Apple (AAPL - Get Report) CEO Tim Cook added his voice to the growing chorus of prominent people both inside and outside the tech sector that are calling for government to become more involved in regulating technology firms.
"I think there's some serious issues with tech," Cook said during a Q&A session at the inaugural Time 100 Summit in New York City on Tuesday morning. "We all have to be intellectually honest and admit that what we're doing isn't working, and that technology needs to be regulated. There are now too many examples where [having] 'no rails' has resulted in great damage to society."
Facebook's (FB - Get Report) Mark Zuckerberg recently wrote an op-ed for the Washington Post in which he called for the government to regulate tech firms in the areas of harmful content, election integrity, privacy and data portability. Facebook has been embroiled in many of the highest-profile cases involving those issues.
And a growing number of politicians, notably Democratic presidential candidate Elizabeth Warren, have called for regulation and even a break-up of some of the U.S.'s largest tech companies in the wake of incidents of mishandling and misuse of user data, interference in U.S. elections and antitrust concerns.
However, Cook, who said he previously was not a believer in regulation, noted he wasn't confident in governments' abilities to regulate the tech sector intelligently.
"Europe is likely to come up with something," Cook said. "GDPR is not ideal, but at least it's a step in the right direction in the privacy space. The center of gravity may be in Europe and eventually [rules] may come to the U.S."
Data privacy has been an issue that Apple has emphasized, seeing it as a way to differentiate it from rivals such as Facebook and Alphabet's Google (GOOGL - Get Report) , both of which rely heavily on utilizing their users' data to make money.
In January, Cook wrote his own op-ed for Time Magazine in which he called for Congress to establish federal privacy legislation that would protect consumers' data, enable them to track how it's used and give them the ability to delete that data on demand.

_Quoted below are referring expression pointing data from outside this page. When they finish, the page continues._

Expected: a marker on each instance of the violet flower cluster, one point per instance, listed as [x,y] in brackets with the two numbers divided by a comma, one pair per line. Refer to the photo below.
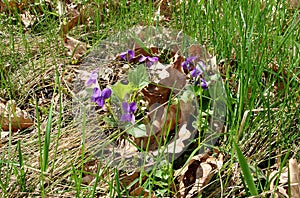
[149,60]
[129,109]
[196,71]
[128,55]
[99,96]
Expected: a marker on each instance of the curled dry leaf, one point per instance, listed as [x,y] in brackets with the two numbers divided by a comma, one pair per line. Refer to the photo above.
[282,189]
[19,118]
[162,119]
[197,174]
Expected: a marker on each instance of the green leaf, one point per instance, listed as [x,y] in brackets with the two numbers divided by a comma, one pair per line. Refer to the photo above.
[120,90]
[137,131]
[246,170]
[139,77]
[188,95]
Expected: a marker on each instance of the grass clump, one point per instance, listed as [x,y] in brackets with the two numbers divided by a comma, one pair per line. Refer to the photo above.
[257,48]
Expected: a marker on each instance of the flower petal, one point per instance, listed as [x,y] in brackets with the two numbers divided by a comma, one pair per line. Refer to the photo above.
[195,72]
[126,117]
[126,107]
[132,119]
[106,93]
[123,55]
[142,59]
[131,54]
[100,102]
[190,59]
[153,59]
[202,66]
[132,107]
[91,81]
[204,84]
[96,94]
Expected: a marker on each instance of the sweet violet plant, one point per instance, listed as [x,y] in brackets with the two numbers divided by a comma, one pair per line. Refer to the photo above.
[196,71]
[128,55]
[149,60]
[129,109]
[100,96]
[93,78]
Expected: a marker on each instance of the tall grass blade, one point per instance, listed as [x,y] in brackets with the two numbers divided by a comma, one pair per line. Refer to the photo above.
[246,170]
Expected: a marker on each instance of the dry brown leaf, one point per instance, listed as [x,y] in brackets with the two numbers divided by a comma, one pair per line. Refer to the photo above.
[19,118]
[197,174]
[76,49]
[175,80]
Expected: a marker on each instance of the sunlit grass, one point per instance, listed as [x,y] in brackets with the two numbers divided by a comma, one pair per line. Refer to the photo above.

Cook also reiterated his optimism about Apple's potential in health care, citing the latest Apple Watch's ability to do an EKG and detect atrial fibrillation.
"I do think we'll look back at one point and say, Apple's greatest contribution to mankind has been in health," Cook said.
Apple shares were up 1% to $206.50 on Tuesday morning and are up more than 30% so far this year. The company reports its quarterly earnings on April 30.